At this point, I was quite calm since we were in the car. We stopped at an open area and got out.
“Where is the lighthouse?” I asked.
“Up the hill.” My brother said.
And that’s when it hit me. The fight, flight or freeze kind of fear. No way in hell was I climbing up a track in the pitch dark with all that vegetation and Australian wild life waiting to pounce on me. I could hear the sea smashing against the rocks producing the most terrifying noise. We were barely standing still with the strong gushes of wind hitting us.
“Nope! This is the point of a horror movie where the audience is saying, ‘Don’t do it, don’t go in there.'”
That started a long debate/pep talk about how that’s a once in a life time opportunity and how I will regret coming this far and missing the actual view. I don’t know how but that seemed to do some good and we started walking up the track.
God only knows how I made it to the top, hyperventilating with the cold, the fear and my general unfitness. But talk about being rewarded! I have never witnessed such a hauntingly magical view. Four majestic light beams were circling the atmosphere without making a sound. The only thing you could hear was the angry waves hitting the rocks, sending a slight tremble through the whole building. Now that I had gotten a grip on myself I looked up to the sky and I swear the Milky Way was just a grab away. You could see each and every star with such profound clarity. I even spotted a few shooting stars. Far away on the horizon, we could see two lights blinking from a ship. The whole setting was crafted to leave you awestruck.

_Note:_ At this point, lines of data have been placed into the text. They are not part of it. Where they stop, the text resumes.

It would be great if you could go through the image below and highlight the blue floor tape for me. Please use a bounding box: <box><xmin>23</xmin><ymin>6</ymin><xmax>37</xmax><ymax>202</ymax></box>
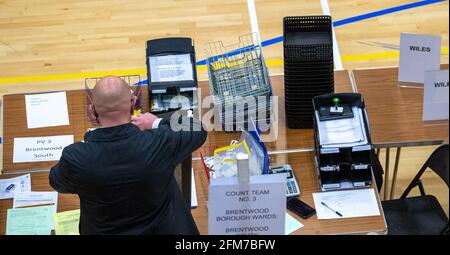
<box><xmin>135</xmin><ymin>0</ymin><xmax>447</xmax><ymax>85</ymax></box>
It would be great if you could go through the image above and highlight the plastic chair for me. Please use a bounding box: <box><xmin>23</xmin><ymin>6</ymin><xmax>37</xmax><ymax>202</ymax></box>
<box><xmin>382</xmin><ymin>144</ymin><xmax>449</xmax><ymax>235</ymax></box>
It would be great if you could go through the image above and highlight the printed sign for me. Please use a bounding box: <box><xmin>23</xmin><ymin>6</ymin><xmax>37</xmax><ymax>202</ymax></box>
<box><xmin>398</xmin><ymin>33</ymin><xmax>441</xmax><ymax>83</ymax></box>
<box><xmin>423</xmin><ymin>70</ymin><xmax>449</xmax><ymax>121</ymax></box>
<box><xmin>208</xmin><ymin>173</ymin><xmax>286</xmax><ymax>235</ymax></box>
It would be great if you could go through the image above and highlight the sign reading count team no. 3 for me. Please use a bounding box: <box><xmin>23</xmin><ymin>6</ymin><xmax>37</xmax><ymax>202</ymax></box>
<box><xmin>208</xmin><ymin>174</ymin><xmax>286</xmax><ymax>235</ymax></box>
<box><xmin>13</xmin><ymin>135</ymin><xmax>73</xmax><ymax>163</ymax></box>
<box><xmin>398</xmin><ymin>33</ymin><xmax>441</xmax><ymax>83</ymax></box>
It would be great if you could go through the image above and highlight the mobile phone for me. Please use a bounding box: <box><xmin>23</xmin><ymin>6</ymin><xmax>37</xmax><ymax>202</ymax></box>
<box><xmin>286</xmin><ymin>197</ymin><xmax>316</xmax><ymax>219</ymax></box>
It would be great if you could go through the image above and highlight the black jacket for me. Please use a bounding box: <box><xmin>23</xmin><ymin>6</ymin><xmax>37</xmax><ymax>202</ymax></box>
<box><xmin>49</xmin><ymin>115</ymin><xmax>207</xmax><ymax>234</ymax></box>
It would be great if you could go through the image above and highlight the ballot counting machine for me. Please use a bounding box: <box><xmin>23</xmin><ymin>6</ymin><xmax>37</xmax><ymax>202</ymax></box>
<box><xmin>313</xmin><ymin>93</ymin><xmax>372</xmax><ymax>191</ymax></box>
<box><xmin>146</xmin><ymin>37</ymin><xmax>198</xmax><ymax>116</ymax></box>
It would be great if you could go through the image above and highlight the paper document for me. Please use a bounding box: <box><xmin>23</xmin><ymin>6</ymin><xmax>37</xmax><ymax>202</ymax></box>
<box><xmin>25</xmin><ymin>92</ymin><xmax>69</xmax><ymax>128</ymax></box>
<box><xmin>191</xmin><ymin>169</ymin><xmax>198</xmax><ymax>208</ymax></box>
<box><xmin>0</xmin><ymin>174</ymin><xmax>31</xmax><ymax>199</ymax></box>
<box><xmin>54</xmin><ymin>209</ymin><xmax>80</xmax><ymax>235</ymax></box>
<box><xmin>423</xmin><ymin>69</ymin><xmax>449</xmax><ymax>123</ymax></box>
<box><xmin>284</xmin><ymin>213</ymin><xmax>304</xmax><ymax>235</ymax></box>
<box><xmin>149</xmin><ymin>54</ymin><xmax>194</xmax><ymax>82</ymax></box>
<box><xmin>13</xmin><ymin>135</ymin><xmax>73</xmax><ymax>163</ymax></box>
<box><xmin>6</xmin><ymin>206</ymin><xmax>53</xmax><ymax>235</ymax></box>
<box><xmin>315</xmin><ymin>107</ymin><xmax>367</xmax><ymax>148</ymax></box>
<box><xmin>313</xmin><ymin>188</ymin><xmax>380</xmax><ymax>219</ymax></box>
<box><xmin>13</xmin><ymin>191</ymin><xmax>58</xmax><ymax>229</ymax></box>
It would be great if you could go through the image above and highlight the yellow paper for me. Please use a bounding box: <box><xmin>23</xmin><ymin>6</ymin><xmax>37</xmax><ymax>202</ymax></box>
<box><xmin>54</xmin><ymin>209</ymin><xmax>80</xmax><ymax>235</ymax></box>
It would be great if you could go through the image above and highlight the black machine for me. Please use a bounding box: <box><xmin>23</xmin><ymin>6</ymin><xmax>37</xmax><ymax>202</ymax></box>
<box><xmin>146</xmin><ymin>38</ymin><xmax>198</xmax><ymax>205</ymax></box>
<box><xmin>283</xmin><ymin>16</ymin><xmax>334</xmax><ymax>128</ymax></box>
<box><xmin>313</xmin><ymin>93</ymin><xmax>373</xmax><ymax>191</ymax></box>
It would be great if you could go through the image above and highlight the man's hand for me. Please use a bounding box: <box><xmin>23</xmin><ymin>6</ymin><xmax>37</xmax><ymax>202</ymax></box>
<box><xmin>131</xmin><ymin>112</ymin><xmax>158</xmax><ymax>131</ymax></box>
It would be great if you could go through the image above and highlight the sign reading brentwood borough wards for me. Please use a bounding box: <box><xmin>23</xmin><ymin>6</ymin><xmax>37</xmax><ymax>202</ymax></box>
<box><xmin>398</xmin><ymin>33</ymin><xmax>441</xmax><ymax>83</ymax></box>
<box><xmin>423</xmin><ymin>70</ymin><xmax>448</xmax><ymax>121</ymax></box>
<box><xmin>13</xmin><ymin>135</ymin><xmax>73</xmax><ymax>163</ymax></box>
<box><xmin>208</xmin><ymin>173</ymin><xmax>286</xmax><ymax>235</ymax></box>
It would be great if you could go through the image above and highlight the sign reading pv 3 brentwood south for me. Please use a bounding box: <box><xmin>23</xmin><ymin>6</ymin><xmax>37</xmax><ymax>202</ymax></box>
<box><xmin>208</xmin><ymin>173</ymin><xmax>286</xmax><ymax>235</ymax></box>
<box><xmin>398</xmin><ymin>33</ymin><xmax>441</xmax><ymax>83</ymax></box>
<box><xmin>13</xmin><ymin>135</ymin><xmax>73</xmax><ymax>163</ymax></box>
<box><xmin>423</xmin><ymin>69</ymin><xmax>449</xmax><ymax>121</ymax></box>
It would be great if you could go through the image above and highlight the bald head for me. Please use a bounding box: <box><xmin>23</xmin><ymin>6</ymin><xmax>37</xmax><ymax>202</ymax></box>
<box><xmin>92</xmin><ymin>76</ymin><xmax>134</xmax><ymax>127</ymax></box>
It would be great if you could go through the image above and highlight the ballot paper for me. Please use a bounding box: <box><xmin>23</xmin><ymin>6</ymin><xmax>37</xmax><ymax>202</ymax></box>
<box><xmin>6</xmin><ymin>206</ymin><xmax>53</xmax><ymax>235</ymax></box>
<box><xmin>13</xmin><ymin>191</ymin><xmax>58</xmax><ymax>229</ymax></box>
<box><xmin>53</xmin><ymin>209</ymin><xmax>80</xmax><ymax>235</ymax></box>
<box><xmin>25</xmin><ymin>92</ymin><xmax>69</xmax><ymax>128</ymax></box>
<box><xmin>284</xmin><ymin>213</ymin><xmax>304</xmax><ymax>235</ymax></box>
<box><xmin>149</xmin><ymin>54</ymin><xmax>194</xmax><ymax>82</ymax></box>
<box><xmin>313</xmin><ymin>188</ymin><xmax>380</xmax><ymax>220</ymax></box>
<box><xmin>316</xmin><ymin>106</ymin><xmax>367</xmax><ymax>148</ymax></box>
<box><xmin>0</xmin><ymin>174</ymin><xmax>31</xmax><ymax>199</ymax></box>
<box><xmin>191</xmin><ymin>169</ymin><xmax>198</xmax><ymax>208</ymax></box>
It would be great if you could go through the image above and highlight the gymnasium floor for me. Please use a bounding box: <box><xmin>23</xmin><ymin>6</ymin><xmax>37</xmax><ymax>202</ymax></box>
<box><xmin>0</xmin><ymin>0</ymin><xmax>449</xmax><ymax>213</ymax></box>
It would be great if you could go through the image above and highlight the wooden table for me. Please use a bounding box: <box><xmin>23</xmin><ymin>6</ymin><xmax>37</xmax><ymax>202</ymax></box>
<box><xmin>3</xmin><ymin>70</ymin><xmax>353</xmax><ymax>172</ymax></box>
<box><xmin>353</xmin><ymin>64</ymin><xmax>449</xmax><ymax>199</ymax></box>
<box><xmin>0</xmin><ymin>71</ymin><xmax>386</xmax><ymax>234</ymax></box>
<box><xmin>0</xmin><ymin>152</ymin><xmax>387</xmax><ymax>235</ymax></box>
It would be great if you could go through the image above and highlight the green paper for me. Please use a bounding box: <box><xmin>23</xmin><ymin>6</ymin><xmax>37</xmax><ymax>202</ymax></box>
<box><xmin>54</xmin><ymin>209</ymin><xmax>80</xmax><ymax>235</ymax></box>
<box><xmin>6</xmin><ymin>206</ymin><xmax>52</xmax><ymax>235</ymax></box>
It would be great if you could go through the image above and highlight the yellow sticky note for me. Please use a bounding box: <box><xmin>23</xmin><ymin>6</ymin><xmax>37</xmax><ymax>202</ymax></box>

I wish I had better pictures to help visualize the scene but that required much more than my amateur photographic skills and my humble camera. Accept my apology.
We sat there on a bench for quite a while just taking in everything and feeling tiny and insignificant. After that, we parked our car near a BnB adjacent to the lighthouse (comforting to know that we weren’t alone) and spent the night in the car. For the most part, its was short intermittent naps as I didn’t want to miss gazing at the galaxy and the swirling light beams by sleeping. I set my alarm to exactly the time of sunrise and waited impatiently for the time to pass.

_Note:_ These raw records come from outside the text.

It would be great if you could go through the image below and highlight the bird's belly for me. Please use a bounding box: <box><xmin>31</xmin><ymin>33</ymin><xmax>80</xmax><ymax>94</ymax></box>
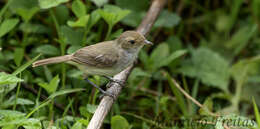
<box><xmin>85</xmin><ymin>67</ymin><xmax>119</xmax><ymax>76</ymax></box>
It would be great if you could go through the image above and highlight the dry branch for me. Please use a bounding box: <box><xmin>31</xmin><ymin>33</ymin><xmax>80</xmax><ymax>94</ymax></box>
<box><xmin>87</xmin><ymin>0</ymin><xmax>166</xmax><ymax>129</ymax></box>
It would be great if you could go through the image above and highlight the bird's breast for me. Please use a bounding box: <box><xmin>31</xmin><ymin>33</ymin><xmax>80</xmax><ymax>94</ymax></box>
<box><xmin>116</xmin><ymin>51</ymin><xmax>137</xmax><ymax>72</ymax></box>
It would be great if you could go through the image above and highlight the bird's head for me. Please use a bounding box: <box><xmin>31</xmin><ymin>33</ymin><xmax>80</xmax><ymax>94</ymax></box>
<box><xmin>117</xmin><ymin>31</ymin><xmax>153</xmax><ymax>51</ymax></box>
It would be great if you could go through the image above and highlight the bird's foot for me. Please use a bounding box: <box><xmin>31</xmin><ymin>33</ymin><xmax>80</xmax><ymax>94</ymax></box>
<box><xmin>85</xmin><ymin>78</ymin><xmax>116</xmax><ymax>100</ymax></box>
<box><xmin>104</xmin><ymin>76</ymin><xmax>125</xmax><ymax>88</ymax></box>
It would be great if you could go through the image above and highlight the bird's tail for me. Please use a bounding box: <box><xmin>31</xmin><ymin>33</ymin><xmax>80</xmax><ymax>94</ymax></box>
<box><xmin>32</xmin><ymin>55</ymin><xmax>72</xmax><ymax>67</ymax></box>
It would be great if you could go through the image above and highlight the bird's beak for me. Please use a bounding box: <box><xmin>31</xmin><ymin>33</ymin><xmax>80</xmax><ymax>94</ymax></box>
<box><xmin>144</xmin><ymin>40</ymin><xmax>153</xmax><ymax>45</ymax></box>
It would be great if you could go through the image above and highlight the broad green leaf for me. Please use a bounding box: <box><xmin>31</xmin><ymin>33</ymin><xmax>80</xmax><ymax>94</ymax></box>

The alarm rang, I frantically woke up my brother, hopped out of the car, wrapped myself in three heavy layers and the first thing I saw was this.
Top of the morning to you Sir!
He hopped off into the bushes in a signature kangaroo fashion.
The sun was coming out now and it looked, well you can see for yourself.
Well hello there, beautiful. Just standing tall there with its brilliant white and rich history.
The idea for this lighthouse was proposed in 1886 and it was first exhibited on 15 April 1891. According to the description, the light still operates from the original lamp and lantern but it was shifted from the kerosene lamp to electric operation in 1962.
Once illuminated by the sunlight the view just got better and better (not scary anymore). The wind and the waves were having a blast.
We have been very lucky with the whale sightings. People usually pay a lot to see them in action. Nature has certainly been kind to us. Smoky Cape waters are home to the Humpback whale and the Southern Right Whale (pictured).
Captain Cook sighted and named the Smoky Cape on 13th May 1770.
Downhill we found this track that was about a kilometre walk down to the beach.
By the time we reached there the waves, though beautiful, had gone out of control. We couldn’t stay there for long and had to get to higher ground to be safe.
And that was it from the Smoky Cape Lighthouse. It’s funny how the place that terrified me in the dark gave me the most exquisite scenes to behold in the light. It just goes to show how fear, is just a state of mind. It can be reinforced or it can be resolved depending on what we feed it.